Traditional Catholic worship was not like this. Even until a few decades ago, bunting was carefully folded and stowed away until they could be used the following year. Altar decorations made of wood and silver or gold leaf, or silver repoussé would be brought out annually to lend dignity to the occasion. Things were even better before the age of plastics burst upon us, when decorations were made, not just of cloth, but of precious fabrics that were taken proper care of so that they could be used year, after year, after year, for decades.
A contemporary emphasis on creativity, has ensured that liturgical worship, rather than seeing quality products being used with spectacular effect, has become the staging ground for cheap, disposable products being used in a most banal manner. The producers are invariably congratulated for their mediocre productions and this only serves to entrench the illness further into our consciousness. Similarly, social celebrations are marked by distribution of trophies that owe their origins to silver cups distributed to winners but are now made of cheap plastic and tawdrier sensibilities. And then there is the gift giving, that marks every celebration, where we gift plastic objects that have no real value. And of course, it is recognized that they have no value, but are tolerated because they fulfill the requirements of the mindless social norms that we have set in place.

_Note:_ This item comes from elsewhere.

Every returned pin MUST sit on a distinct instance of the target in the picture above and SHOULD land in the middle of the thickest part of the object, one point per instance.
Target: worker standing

At the end of the day, it appears that we are faced with a choice between the solemn, the expensive and resuable, versus the discardable objects that are the products of a system that privileges spontaneity and creativity. The first is responsible, the second is responsible for a disregard for the creations of the creator.
“May the sacrament of unity
which we have received, O Father,
increase communion with you and with our brothers and sisters,
so that, as we await the new heavens and the new earth,
we may learn to live in harmony with all creatures.” – (Post communion prayer from the Mass for the Care of Creation.)
(A version of this text was first published in the O Heraldo on 9 July 2025.)
(Image reference: “St. Francis receiving the Stigmata,” Paolo Vernonese, ca. 1582, Gallerie dell'Accademia di Venezia.)